Sekarang setelah dia maju ke setengah langkah Raja Bela Diri, dia dapat membunuh Binatang Iblis Tingkat 6 dalam sekejap. Inti Iblis ini tidak lagi cocok untuk Pedang Bayangan Bulan.
Karena itu, ketika Xiao Chen melihat Inti Iblis atribut petir Tingkat 9 berusia seribu tahun di Paviliun Harta Karun Tersembunyi Paviliun Pedang Surgawi, dia segera mengambilnya.
Setelah Xiao Chen membayar biaya masuk, dia memasuki kota bersama dengan kerumunan. Ia teringat banyak kenangan indah saat melihat pemandangan di kedua sisi jalan.
Xiao Chen menemukan sebuah restoran di kota itu. Setelah duduk di dekat jendela, ia memanggil seorang pelayan. Ia menyerahkan koin emas kepada pelayan dan berkata, “Jawab saja pertanyaan saya.”
Koin emas itu menyilaukan mata pelayan. Ia menggigitnya untuk memastikan keasliannya. Kemudian, ia dengan cepat membungkuk dan tersenyum. “He he! Pahlawan Muda, tanyakan saja apa pun yang kau inginkan.”
Xiao Chen berpikir sejenak sebelum bertanya, “Di Kota Mohe, klan mana yang terkuat saat ini?”
Pelayan itu tertawa terbahak-bahak dan berkata, “Apakah perlu bertanya? Tentu saja Klan Zhang kami. Saat ini, setengah dari bisnis di Kota Mohe dikendalikan oleh Klan Zhang kami.”
“Klan Zhangmu?” Xiao Chen mengerutkan keningnya. Ada sesuatu yang tidak beres.
Pelayan itu berkata dengan bangga, “He he, benar. Semua restoran dan penginapan di kota ini adalah bisnis Klan Zhang. Meskipun saya bukan keturunan langsung dari Klan Zhang, nama keluarga saya juga Zhang; “Kita bisa dianggap sebagai bagian dari sekte yang sama.”

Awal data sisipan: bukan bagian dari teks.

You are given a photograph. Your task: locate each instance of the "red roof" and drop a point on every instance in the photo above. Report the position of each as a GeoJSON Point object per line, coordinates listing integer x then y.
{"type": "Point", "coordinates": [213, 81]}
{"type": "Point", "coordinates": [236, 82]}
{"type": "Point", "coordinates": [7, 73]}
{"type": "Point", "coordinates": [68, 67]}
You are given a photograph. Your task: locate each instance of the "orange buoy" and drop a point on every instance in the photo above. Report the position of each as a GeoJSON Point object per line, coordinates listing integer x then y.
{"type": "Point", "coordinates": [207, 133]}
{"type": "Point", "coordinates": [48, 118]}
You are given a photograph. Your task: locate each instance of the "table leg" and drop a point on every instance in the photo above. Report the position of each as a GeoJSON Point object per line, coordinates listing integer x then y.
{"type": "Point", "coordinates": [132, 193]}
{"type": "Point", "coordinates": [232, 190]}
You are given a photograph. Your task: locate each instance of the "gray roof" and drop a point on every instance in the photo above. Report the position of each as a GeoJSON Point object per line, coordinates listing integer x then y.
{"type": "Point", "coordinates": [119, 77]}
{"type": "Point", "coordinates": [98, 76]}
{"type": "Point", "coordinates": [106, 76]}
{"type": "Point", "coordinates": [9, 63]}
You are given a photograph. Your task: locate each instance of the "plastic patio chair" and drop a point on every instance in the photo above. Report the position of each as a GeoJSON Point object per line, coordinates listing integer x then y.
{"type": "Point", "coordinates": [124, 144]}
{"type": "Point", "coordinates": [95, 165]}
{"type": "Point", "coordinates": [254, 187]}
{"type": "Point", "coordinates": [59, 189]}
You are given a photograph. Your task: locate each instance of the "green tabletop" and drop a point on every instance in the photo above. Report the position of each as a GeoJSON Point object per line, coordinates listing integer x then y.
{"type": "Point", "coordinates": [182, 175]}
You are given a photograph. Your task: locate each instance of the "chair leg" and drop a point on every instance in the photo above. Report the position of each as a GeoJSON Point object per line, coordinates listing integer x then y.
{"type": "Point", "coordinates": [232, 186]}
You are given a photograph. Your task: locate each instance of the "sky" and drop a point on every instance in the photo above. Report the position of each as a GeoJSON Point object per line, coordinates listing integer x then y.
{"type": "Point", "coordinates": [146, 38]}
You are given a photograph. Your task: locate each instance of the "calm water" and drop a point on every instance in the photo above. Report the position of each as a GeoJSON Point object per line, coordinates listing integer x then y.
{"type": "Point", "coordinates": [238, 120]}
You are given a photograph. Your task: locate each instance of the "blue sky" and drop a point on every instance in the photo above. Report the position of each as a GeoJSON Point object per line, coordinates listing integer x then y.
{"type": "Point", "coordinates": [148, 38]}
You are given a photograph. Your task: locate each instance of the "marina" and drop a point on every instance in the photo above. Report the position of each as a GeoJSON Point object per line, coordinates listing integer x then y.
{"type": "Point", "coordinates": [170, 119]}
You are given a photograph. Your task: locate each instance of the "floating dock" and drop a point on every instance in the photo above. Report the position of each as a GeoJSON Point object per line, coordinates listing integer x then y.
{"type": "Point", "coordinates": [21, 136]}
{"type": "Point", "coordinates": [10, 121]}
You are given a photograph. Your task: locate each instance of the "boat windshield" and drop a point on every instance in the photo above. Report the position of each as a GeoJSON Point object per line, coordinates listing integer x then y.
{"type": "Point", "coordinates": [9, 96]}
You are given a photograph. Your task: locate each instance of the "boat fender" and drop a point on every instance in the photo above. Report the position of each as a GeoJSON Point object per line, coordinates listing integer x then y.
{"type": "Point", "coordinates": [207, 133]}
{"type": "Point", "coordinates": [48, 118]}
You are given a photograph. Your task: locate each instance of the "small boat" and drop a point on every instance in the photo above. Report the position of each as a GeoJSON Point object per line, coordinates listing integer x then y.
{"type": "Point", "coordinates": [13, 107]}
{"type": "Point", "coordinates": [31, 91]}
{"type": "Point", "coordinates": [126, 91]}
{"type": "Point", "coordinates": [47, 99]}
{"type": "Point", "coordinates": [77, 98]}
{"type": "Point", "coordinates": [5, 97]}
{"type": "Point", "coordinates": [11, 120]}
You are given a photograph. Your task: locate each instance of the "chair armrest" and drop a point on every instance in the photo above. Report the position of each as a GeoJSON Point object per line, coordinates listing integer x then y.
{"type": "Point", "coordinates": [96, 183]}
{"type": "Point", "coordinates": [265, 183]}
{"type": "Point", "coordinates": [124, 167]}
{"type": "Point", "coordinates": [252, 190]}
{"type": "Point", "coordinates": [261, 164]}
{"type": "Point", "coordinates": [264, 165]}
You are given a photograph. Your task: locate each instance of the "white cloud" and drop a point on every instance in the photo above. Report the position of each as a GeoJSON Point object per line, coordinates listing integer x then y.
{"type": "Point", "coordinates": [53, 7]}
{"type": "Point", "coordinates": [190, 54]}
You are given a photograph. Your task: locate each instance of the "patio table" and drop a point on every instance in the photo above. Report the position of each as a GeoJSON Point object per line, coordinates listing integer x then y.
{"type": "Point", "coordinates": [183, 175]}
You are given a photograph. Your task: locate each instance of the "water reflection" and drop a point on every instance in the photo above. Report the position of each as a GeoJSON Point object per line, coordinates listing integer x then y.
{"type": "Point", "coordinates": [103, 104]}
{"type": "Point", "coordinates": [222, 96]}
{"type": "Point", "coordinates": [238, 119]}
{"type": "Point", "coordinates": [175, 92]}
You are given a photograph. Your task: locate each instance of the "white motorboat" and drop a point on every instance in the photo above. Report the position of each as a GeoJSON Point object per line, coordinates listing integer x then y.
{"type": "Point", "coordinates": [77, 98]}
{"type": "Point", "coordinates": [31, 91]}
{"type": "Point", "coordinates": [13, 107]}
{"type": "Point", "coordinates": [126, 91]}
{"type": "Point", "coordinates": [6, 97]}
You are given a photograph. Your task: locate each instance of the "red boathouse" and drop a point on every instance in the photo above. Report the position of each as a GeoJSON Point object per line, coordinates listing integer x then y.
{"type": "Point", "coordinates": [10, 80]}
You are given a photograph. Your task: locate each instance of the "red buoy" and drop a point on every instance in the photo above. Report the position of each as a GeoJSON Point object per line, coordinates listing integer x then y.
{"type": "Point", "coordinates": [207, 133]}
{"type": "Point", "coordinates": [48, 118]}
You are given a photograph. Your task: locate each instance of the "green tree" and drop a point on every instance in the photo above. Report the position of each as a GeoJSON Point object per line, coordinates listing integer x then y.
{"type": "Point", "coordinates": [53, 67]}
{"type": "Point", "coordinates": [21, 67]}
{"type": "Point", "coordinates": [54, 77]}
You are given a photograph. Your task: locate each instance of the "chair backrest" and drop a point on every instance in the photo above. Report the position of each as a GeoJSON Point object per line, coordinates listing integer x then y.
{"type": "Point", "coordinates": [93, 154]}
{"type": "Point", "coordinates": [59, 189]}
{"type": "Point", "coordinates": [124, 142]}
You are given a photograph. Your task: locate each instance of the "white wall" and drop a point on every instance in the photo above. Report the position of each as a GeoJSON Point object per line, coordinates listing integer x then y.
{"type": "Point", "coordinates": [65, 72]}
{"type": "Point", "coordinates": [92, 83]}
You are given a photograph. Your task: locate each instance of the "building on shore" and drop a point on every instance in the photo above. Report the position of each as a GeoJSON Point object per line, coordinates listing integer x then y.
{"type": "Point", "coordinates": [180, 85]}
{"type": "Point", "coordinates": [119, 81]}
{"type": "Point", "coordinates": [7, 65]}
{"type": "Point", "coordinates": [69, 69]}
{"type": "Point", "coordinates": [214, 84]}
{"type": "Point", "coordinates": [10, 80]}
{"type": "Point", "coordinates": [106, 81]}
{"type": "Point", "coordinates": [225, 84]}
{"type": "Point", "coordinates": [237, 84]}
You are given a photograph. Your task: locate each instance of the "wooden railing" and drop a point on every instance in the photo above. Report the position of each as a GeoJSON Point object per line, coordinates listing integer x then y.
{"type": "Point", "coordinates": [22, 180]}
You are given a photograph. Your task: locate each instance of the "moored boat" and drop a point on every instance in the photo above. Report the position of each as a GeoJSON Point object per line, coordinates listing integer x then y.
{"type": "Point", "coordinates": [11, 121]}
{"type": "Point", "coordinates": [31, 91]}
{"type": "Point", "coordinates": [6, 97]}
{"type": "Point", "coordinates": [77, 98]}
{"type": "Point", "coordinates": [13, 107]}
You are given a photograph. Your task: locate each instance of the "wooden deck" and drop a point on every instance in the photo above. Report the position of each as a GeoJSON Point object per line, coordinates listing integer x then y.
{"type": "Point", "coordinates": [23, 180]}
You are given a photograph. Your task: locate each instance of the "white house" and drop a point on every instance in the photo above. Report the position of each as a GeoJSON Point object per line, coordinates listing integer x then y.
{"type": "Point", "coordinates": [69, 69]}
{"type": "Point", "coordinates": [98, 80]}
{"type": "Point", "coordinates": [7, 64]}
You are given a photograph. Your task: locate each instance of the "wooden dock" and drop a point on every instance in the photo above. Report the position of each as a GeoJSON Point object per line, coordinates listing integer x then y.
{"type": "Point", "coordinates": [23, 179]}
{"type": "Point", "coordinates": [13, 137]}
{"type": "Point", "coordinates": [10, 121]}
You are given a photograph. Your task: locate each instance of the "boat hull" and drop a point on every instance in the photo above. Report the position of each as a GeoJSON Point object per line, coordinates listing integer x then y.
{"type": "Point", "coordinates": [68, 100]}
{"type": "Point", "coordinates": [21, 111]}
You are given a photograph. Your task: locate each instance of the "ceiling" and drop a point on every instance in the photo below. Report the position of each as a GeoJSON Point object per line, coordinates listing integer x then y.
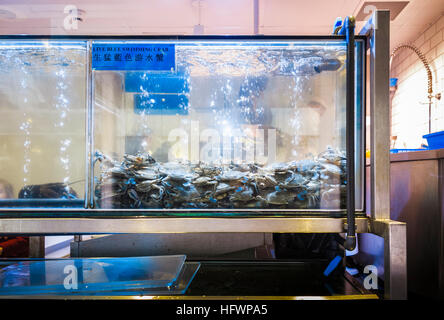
{"type": "Point", "coordinates": [137, 17]}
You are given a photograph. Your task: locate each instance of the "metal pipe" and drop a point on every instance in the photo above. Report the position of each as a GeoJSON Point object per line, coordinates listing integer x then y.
{"type": "Point", "coordinates": [349, 30]}
{"type": "Point", "coordinates": [256, 16]}
{"type": "Point", "coordinates": [429, 75]}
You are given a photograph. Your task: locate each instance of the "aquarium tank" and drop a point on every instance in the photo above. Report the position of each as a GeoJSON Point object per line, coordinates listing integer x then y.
{"type": "Point", "coordinates": [222, 124]}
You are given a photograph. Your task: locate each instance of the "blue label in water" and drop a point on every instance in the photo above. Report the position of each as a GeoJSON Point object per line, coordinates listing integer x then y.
{"type": "Point", "coordinates": [150, 57]}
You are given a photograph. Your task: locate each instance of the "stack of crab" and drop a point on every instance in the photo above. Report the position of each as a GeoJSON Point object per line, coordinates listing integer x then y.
{"type": "Point", "coordinates": [140, 182]}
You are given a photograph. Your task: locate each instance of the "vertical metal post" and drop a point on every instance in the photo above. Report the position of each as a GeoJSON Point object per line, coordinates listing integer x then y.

Xiao Chen memasang ekspresi tidak menyenangkan di wajahnya sambil menyesap anggurnya. Jika dia ingat dengan benar, restoran ini dulunya adalah salah satu bisnis Klan Xiao.
“Bagaimana dengan Klan Xiao?”
Pelayan itu menunjukkan ekspresi sangat senang saat berkata, “Hidup penuh dengan pasang surut. Dua tahun lalu, kekuatan mereka menyebar ke seluruh Kabupaten Qizi. Namun, sekarang, he he… mereka hanya bisa bertahan di kaki Gunung Tujuh Tanduk.
“Sebentar lagi, mereka mungkin akan kehilangan bahkan Gunung Tujuh Tanduk.”
Hati Xiao Chen mencekam. Ketika dia meninggalkan Klan Xiao, dia telah menghabisi Klan Zhang, Klan Tang, dan Klan Leng, yang merupakan eselon atas Kabupaten Qizi, menggunakan Formasi Petir Langit Kesembilan.
Mengingat kekuatan Klan Xiao, secara logis, mereka seharusnya tidak memiliki lawan di Kabupaten Qizi. Apa sebenarnya yang terjadi sementara itu?
Mungkinkah Klan Bangsawan yang pernah disinggung Xiao Chen telah bergerak? Itu tidak benar. Feng Feixue berjanji kepada Xiao Chen bahwa dia akan mencegah Klan Bangsawan itu bergerak melawan Klan Xiao.
Mengingat kekuatan besar Asosiasi Pedagang Feng Yu, berbagai Klan Bangsawan pasti tidak akan mengambil tindakan impulsif; itu akan menjadi tindakan bunuh diri.
“Pa! Pa!”
Xiao Chen mengeluarkan dua koin emas lagi dan menyerahkannya. “Saya akan bertanya lagi, apa yang terjadi dalam dua tahun terakhir, yang menyebabkan Klan Xiao mengalami kemunduran?”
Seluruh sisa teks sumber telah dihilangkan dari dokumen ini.